ROS/JNK/C-Jun Pathway is Involved in Chaetocin Induced Colorectal Cancer Cells Apoptosis and Macrophage Phagocytosis Enhancement

Abstract

There is an urgent need for novel agents for colorectal cancer (CRC) due to the increasing number of cases and drug-resistance related to current treatments. In this study, we aim to uncover the potential of chaetocin, a natural product, as a chemotherapeutic for CRC treatment. We showed that, regardless of 5-FU-resistance, chaetocin induced proliferation inhibition by causing G2/M phase arrest and caspase-dependent apoptosis in CRC cells.
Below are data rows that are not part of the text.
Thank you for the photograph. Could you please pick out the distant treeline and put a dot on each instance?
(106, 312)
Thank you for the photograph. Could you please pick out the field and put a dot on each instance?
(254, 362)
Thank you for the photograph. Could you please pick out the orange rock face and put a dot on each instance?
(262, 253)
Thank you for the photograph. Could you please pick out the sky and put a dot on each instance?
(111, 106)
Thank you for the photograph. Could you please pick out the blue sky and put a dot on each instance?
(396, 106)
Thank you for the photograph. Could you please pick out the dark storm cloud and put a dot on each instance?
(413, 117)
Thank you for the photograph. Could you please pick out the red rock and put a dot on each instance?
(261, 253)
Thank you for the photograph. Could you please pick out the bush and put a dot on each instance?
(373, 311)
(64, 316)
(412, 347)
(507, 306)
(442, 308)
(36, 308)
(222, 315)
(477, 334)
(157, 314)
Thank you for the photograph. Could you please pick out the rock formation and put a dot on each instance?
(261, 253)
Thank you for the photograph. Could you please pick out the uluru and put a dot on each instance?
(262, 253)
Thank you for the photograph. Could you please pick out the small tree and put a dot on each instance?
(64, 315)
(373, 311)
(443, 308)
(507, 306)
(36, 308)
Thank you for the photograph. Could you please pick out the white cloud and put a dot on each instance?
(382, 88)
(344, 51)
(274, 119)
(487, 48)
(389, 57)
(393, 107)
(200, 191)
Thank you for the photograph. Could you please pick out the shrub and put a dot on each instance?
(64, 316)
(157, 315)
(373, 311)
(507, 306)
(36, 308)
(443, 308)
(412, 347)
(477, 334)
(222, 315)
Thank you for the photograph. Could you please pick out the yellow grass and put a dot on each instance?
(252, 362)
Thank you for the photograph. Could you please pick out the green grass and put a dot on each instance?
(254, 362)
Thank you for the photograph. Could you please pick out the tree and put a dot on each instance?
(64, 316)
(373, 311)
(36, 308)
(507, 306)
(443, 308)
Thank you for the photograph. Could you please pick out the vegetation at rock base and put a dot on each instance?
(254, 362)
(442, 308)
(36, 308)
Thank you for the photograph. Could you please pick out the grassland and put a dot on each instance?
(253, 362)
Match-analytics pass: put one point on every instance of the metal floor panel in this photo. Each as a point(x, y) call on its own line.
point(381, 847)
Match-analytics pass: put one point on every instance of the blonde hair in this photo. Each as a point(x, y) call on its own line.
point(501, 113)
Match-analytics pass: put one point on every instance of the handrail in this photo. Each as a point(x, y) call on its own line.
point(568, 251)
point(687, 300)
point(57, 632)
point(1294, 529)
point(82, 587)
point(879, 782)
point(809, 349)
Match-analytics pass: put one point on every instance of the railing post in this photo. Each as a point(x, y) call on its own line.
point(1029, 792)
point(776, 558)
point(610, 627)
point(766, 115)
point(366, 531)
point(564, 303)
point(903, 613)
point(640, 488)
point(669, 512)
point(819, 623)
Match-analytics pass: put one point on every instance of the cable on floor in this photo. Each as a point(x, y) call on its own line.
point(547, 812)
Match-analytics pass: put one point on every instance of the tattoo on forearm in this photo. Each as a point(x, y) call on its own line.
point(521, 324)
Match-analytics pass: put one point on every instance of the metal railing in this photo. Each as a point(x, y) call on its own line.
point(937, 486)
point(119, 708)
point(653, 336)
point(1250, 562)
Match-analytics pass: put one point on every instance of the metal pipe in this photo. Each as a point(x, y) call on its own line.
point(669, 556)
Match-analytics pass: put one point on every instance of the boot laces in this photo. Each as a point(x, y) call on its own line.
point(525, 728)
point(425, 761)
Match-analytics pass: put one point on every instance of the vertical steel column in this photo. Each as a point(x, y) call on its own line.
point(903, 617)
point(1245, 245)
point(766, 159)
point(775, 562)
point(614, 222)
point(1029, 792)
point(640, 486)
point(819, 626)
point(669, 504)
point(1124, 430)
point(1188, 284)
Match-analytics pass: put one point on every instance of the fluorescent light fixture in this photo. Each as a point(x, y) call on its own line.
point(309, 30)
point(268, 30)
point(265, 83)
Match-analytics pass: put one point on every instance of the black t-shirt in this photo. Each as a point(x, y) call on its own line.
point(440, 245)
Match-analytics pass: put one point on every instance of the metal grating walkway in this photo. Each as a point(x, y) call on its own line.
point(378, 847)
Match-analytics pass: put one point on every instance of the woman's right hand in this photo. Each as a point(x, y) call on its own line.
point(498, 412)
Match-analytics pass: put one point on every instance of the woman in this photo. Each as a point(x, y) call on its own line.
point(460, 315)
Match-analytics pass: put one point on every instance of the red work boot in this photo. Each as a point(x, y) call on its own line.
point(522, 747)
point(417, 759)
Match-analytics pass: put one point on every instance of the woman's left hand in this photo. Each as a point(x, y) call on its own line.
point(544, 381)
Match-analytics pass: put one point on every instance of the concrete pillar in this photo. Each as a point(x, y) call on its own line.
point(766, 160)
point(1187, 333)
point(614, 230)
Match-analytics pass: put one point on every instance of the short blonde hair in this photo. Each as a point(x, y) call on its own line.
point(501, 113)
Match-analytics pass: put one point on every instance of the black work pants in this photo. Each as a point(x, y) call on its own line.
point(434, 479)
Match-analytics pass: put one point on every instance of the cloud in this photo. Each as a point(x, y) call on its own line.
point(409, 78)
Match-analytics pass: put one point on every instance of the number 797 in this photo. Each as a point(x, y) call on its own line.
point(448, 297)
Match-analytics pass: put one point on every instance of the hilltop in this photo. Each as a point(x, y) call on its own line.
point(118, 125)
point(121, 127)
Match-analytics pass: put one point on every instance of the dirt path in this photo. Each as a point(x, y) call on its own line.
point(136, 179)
Mechanically, our results indicated that chaetocin could induce reactive oxygen species (ROS) accumulation and activate c-Jun N-terminal kinase (JNK)/c-Jun pathway in CRC cells. This was confirmed by which the JNK inhibitor SP600125 partially rescued CRC cells from chaetocin induced apoptosis and the ROS scavenger N-acetyl-L-cysteine (NAC) reversed both the chaetocin induced apoptosis and the JNK/c-Jun pathway activation. Additionally, this study indicated that chaetocin could down-regulate the expression of CD47 at both mRNA and protein levels, and enhance macrophages phagocytosis of CRC cells. Chaetocin also inhibited tumor growth in CRC xenograft models. In all, our study reveals that chaetocin induces CRC cell apoptosis, irrelevant to 5-FU sensitivity, by causing ROS accumulation and activating JNK/c-Jun, and enhances macrophages phagocytosis, which suggests chaetocin as a candidate for CRC chemotherapy.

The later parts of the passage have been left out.